Dr. Muckai Girish-

(MuckAI Girish is the co-founder & CEO of the Generative AI company, Rockfish Data, which is developing a state-of-the-art Synthetic Data Workbench Software for Data Scientists. The views in this column are his own)
It is hard to believe that our world is running out of data. Ironically, when we are all unequivocally aware that we are generating more data than ever. The Generative AI (GenAI) revolution has made companies building foundation models use up literally every ounce of publicly available data to train their data-hungry models.
Publicly available data is one thing; however, proprietary data that resides with enterprises is another thing, altogether. Businesses worldwide are clamoring to use AI in every walk of life for everything from operational efficiency to sustainable competitive advantage. It is now very easy to get access to AI/ML models readily, thanks to widely accepted open-source practices and numerous readily available platforms that host thousands of models. Moreover, the expertise available to build and deploy ML models are the norm these days, both internal and external.
This is necessary, but nowhere near sufficient. Tinkering with models can only get us up to a certain point. Appropriate data is the secret to getting these models to perform at their ultimate potential. More often than not, enterprises are bottlenecked for getting their hands on the necessary data. This is primarily due to data sparsity or data governance constraints. It is evident that overcoming these bottlenecks effectively cannot be achieved through prevailing approaches. A new paradigm is badly needed.
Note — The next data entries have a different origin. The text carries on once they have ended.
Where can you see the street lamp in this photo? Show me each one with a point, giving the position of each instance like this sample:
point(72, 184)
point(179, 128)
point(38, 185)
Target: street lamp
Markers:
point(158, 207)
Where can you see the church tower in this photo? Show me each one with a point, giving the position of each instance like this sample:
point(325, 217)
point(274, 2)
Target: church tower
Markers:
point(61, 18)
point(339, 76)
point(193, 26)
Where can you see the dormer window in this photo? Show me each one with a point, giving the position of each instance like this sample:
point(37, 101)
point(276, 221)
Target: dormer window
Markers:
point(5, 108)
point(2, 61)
In comes Generative AI to the rescue. Generating the necessary data for key applications such as model training and sharing is now feasible, thanks to massive advances in synthetic data technologies.
This recent article from Axios outlines the use of AI models to generate data to train AI models. As Vyas Sekar, Rockfish Data Co-founder & Chief Technologist and Professor of Electrical & Computer Engineering at Carnegie Mellon University, points out, “If used well, it can lead to really good outcomes”.
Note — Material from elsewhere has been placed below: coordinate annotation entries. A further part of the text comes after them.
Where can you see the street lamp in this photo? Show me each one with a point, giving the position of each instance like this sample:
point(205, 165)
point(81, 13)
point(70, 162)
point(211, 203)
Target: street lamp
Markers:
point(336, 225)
The key is to ensure that these generative models are able to learn all the properties of the available data. Then, by applying the right privacy techniques, one can address governance constraints, whether they are driven by confidentiality or compliance aspects. Moreover, by conditionally generating data, the data scientists can create data for most if not all scenarios.
In summary, generative data platforms can be used to bridge the gap between available operational data and the outcomes targeted by product teams and domain data scientists. Coupled with their knowledge of the domain and using this appropriately, they can unleash the true value of their data and the resulting benefits.
According to Gartner, by 2026, 75% of businesses will use generative AI to create synthetic customer data, up from less than 5% in 2023. It is time we leveraged AI to generate data for AI, and the technology is now feasible and associated solutions and platforms are now available for any enterprise.